Quando seppe di Clelia, giocherellò con la scatola dei cerini. Non gli avevo svelato il motivo della partenza; poi mi parve mortificato — mi balenò il pensiero che si ritenesse lui la causa, per l’incidente del ballo — e allora gli dissi che secondo i suoi desideri la signora aveva fatto la buona moglie e concepito un bambino. Berti mi guardò senza sorridere; poi sorrise senza motivo, posò la scatoletta e balbettò: — Me l’aspettavo.

— È seccante, — gli dissi, — che succedano di queste cose. Le signore come Clelia non dovrebbero mai cascarci.

Senza che m’accorgessi del passaggio. Berti divenne inconsolabile. Ricordo che tornammo insieme verso casa e io tacevo, e lui taceva e girava intorno gli occhi.

— Tornerai a Torino? — gli dissi.

Ma lui voleva andare a Genova. Mi chiese in prestito i soldi del viaggio. Gli dissi se era folle. Mi rispose che avrebbe potuto mentire e chiedermeli per saldare un debito, ma che con me la sincerità era sprecata. Voleva semplicemente rivedere Clelia e salutarla.

— Cosa credi? — esclamai, — che si ricordi di te?
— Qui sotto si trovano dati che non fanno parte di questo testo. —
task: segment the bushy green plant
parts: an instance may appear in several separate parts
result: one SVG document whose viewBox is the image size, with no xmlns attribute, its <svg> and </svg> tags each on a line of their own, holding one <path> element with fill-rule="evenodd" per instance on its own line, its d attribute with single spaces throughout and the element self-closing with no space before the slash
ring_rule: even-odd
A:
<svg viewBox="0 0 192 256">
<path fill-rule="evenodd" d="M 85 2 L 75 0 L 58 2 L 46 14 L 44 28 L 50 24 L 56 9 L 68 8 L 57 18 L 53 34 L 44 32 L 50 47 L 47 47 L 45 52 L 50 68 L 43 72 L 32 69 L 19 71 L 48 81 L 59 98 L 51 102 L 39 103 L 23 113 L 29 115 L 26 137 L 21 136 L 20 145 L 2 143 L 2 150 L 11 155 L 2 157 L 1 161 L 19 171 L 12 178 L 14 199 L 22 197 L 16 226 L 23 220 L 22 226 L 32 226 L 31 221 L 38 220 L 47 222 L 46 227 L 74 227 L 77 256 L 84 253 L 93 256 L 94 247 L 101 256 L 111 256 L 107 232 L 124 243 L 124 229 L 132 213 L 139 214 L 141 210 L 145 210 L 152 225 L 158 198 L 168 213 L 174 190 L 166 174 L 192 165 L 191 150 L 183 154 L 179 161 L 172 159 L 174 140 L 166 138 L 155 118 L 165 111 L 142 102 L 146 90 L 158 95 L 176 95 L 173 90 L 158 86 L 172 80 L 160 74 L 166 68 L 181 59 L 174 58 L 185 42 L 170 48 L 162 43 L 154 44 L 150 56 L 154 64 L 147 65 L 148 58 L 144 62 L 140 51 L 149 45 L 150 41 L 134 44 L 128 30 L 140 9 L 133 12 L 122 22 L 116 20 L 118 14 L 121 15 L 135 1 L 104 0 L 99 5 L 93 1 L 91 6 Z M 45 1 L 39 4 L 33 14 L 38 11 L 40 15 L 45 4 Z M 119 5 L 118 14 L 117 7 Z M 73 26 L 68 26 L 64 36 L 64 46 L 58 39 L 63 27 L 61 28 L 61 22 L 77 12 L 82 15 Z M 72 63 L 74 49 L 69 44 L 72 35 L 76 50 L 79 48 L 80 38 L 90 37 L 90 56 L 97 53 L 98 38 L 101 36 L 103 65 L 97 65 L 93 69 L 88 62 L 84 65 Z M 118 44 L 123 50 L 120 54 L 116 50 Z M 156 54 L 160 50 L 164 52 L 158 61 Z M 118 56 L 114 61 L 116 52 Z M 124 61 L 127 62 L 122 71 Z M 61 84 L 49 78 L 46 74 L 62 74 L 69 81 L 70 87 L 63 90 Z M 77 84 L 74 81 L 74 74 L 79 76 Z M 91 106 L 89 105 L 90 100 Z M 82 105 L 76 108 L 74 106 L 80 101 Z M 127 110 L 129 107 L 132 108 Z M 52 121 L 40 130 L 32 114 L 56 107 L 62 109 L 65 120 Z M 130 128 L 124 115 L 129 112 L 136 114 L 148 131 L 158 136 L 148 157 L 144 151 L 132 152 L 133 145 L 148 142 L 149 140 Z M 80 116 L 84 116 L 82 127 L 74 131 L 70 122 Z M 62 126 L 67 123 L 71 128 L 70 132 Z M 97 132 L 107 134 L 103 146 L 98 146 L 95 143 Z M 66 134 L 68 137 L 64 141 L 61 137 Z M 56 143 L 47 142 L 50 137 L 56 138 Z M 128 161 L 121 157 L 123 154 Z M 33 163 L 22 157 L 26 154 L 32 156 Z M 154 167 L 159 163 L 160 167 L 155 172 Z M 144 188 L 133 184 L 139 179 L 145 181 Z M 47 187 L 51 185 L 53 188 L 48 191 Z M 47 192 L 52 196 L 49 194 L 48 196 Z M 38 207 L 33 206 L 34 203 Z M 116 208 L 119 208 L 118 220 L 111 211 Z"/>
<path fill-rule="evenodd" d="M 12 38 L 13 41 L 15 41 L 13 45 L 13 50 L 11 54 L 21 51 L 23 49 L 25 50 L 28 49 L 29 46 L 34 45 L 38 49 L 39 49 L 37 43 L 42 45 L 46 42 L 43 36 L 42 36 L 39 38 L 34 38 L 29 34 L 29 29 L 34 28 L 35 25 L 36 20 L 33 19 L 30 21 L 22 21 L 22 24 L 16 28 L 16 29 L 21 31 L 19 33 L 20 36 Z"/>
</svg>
Allora tacque un’altra volta. Io pensavo alla stranezza della cosa: avevo i soldi del viaggio e non lo facevo. Intanto giungemmo nel viottolo, e la vista dell’ulivo m’irritò. Cominciavo a capire che nulla è piú inabitabile di un luogo dove si è stati felici. Capivo perché Doro un bel giorno aveva preso il treno per tornare fra le colline, e la mattina dopo era tornato al suo destino.

La stessa sera ci trovammo al caffè — c’erano tutti, anche Guido, anche la Nina al suo tavolino — e decisi Berti a tornare con me a Torino. Guido voleva portarci a ballare, era disposto a portare anche lui. Ma noi partimmo quella notte.